What to keep in mind before saying “I DO” or “I DON’T”

South African matrimonial law covers 3 types of matrimonial systems being marriages:

  1. In community of property
  2. Out of community of property with accrual
  3. Out of community of property without accrual.



Being married in community of property means that there is a joint estate between the parties to the marriage and the marriage dissolves in one of two ways being by death of either party or divorce.

When one divorces their spouse, and the marriage is in community of property, one must keep in mind that the joint estate is divided equally and therefore a spouse is entitled to half of the total estate. The contribution by either spouse to the joint estate means little so should either party be a stay at home spouse (wife or husband) they will still be entitled to half of the estate upon dissolution of the marriage.

A spouse is entitled to claim half of the other spouse’s pension fund and investments as well as to claim spousal maintenance from to sustain him/her for a certain period should a court consider that the spouse requesting maintenance is entitled thereto.


Being married out of community of property with accrual means that all assets which the parties to the marriage had prior to their marriage can either be included or excluded in the accrual.

This will be stated in the Anti-nuptial contract.
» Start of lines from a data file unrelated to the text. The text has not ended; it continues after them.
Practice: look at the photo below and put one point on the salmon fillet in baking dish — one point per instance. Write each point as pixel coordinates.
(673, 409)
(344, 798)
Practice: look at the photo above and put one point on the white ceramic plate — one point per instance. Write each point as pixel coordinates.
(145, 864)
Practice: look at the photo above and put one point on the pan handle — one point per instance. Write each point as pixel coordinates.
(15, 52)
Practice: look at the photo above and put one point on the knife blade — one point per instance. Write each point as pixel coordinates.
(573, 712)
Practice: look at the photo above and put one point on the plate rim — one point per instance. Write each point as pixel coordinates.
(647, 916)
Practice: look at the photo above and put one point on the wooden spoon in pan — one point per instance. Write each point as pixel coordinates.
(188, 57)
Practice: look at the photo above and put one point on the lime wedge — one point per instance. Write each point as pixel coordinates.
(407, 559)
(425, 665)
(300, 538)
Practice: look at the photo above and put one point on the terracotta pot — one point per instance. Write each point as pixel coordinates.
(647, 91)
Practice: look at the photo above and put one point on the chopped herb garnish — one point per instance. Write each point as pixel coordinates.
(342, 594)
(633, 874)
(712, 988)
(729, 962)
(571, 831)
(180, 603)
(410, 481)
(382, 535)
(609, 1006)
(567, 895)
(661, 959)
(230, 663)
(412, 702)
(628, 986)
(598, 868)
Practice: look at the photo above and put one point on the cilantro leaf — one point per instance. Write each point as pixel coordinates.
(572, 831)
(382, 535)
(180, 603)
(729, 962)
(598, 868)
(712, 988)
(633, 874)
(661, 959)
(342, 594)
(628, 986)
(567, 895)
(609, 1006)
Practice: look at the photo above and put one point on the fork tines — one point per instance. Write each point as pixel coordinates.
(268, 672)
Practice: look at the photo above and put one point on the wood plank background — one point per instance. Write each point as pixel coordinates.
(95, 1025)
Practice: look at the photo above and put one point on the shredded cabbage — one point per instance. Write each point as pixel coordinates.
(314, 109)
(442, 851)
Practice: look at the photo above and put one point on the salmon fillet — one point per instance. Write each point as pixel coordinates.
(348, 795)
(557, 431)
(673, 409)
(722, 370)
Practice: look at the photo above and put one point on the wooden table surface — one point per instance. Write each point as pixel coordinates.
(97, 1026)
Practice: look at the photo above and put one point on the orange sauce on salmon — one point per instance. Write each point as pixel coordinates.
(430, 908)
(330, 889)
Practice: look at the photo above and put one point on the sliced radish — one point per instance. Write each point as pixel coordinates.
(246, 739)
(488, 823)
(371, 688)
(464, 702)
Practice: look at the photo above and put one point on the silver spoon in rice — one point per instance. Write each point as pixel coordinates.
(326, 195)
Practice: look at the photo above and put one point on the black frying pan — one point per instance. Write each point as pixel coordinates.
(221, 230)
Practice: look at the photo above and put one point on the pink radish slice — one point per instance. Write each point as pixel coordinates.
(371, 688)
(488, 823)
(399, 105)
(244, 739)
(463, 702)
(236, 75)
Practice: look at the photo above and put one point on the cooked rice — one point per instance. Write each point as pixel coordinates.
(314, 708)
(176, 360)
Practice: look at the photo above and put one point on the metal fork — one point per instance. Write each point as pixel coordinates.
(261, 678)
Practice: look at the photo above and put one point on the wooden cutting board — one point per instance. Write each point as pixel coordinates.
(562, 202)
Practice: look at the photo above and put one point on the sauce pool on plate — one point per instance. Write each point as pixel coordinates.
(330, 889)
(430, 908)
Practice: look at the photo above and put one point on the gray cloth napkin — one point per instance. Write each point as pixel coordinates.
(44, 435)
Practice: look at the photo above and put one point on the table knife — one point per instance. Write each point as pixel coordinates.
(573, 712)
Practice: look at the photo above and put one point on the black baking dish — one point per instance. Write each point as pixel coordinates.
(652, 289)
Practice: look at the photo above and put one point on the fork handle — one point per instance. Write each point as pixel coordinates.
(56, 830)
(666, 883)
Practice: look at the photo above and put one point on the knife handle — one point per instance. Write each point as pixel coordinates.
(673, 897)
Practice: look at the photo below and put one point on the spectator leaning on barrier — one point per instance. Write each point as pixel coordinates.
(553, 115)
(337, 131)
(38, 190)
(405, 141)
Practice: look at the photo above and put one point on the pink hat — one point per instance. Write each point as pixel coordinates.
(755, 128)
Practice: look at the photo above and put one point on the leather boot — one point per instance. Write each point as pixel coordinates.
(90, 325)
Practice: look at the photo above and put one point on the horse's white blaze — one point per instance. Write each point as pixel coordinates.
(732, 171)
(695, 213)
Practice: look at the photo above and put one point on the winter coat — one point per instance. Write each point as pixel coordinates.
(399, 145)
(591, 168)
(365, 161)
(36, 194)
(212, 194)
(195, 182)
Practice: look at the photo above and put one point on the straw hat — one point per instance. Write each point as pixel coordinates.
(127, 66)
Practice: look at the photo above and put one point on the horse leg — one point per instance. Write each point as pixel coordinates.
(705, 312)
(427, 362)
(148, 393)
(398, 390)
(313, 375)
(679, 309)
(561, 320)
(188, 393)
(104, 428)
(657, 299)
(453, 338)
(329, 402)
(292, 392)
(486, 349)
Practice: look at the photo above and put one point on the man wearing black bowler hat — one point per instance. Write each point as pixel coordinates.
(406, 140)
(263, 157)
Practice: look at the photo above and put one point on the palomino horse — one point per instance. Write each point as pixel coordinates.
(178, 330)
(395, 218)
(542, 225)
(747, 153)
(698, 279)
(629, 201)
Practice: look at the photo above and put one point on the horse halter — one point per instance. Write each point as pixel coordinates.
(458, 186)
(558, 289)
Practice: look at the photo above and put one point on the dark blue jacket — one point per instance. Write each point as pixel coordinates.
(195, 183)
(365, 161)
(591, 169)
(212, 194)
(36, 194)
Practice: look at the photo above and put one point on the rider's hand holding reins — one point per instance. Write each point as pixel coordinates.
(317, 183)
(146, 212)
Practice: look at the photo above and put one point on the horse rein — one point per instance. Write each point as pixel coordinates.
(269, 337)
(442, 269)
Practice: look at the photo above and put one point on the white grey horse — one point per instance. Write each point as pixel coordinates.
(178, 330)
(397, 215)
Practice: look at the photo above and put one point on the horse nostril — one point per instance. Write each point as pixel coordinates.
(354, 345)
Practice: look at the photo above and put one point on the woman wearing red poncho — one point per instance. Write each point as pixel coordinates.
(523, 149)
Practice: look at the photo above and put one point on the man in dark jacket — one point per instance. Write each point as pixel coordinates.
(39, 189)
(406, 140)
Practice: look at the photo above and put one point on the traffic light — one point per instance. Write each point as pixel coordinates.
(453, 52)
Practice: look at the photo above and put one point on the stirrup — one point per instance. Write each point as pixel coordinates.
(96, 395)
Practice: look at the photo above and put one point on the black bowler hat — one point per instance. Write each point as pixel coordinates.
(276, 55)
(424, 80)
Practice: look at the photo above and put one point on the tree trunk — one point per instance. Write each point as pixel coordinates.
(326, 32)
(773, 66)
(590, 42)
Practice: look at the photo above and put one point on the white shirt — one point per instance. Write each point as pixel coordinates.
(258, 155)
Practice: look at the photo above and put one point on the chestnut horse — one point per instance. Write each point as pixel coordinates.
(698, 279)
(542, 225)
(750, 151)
Where there were no assets excluded or the commencement value of the estate is not specified in the contract it will be deemed that the value of the estates of the spouses at the commencement of the marriage was nil.

One should also note that assets which are inherited, non-patrimonial damages and donations are automatically excluded from the accrual unless the spouses agree otherwise in their anti-nuptial contract or in so far as the executor or donor may stipulate otherwise.

Upon divorce of the marriage each spouse will have a separate estate. The spouse with the smaller of the 2 estates will be entitled to half of the difference between the respective estates thereby balancing the financial position of both parties.  


In this matrimonial regime the assets of the parties are completely separate during the marriage and at the dissolution of same by way of divorce or death. A party can dispose of their own assets without prior consent from the other party and there is no financial equality in respect of any contribution the spouses make in regard to day-to-day expenses for the joint household in the absence of an agreement in terms of section 23(4) of the Matrimonial Property Act.

Therefore if spouse 1 has built his/her estate substantially (financially) throughout the subsistence of the marriage and spouse 2’s income was only used for consumable household necessities then the spouse 2 has no claim to a share of spouse 1’s estate unless the spouses are married before 1 November 1984.

This marital system is recommended for parties who are coming into a marriage together and have built substantial estates or incomes and are entering into their second and further marriages.

These are marital systems that one should be aware of before saying “I DO” or “I DON’T” and always remember that love is blind but marriage is an eye-opener!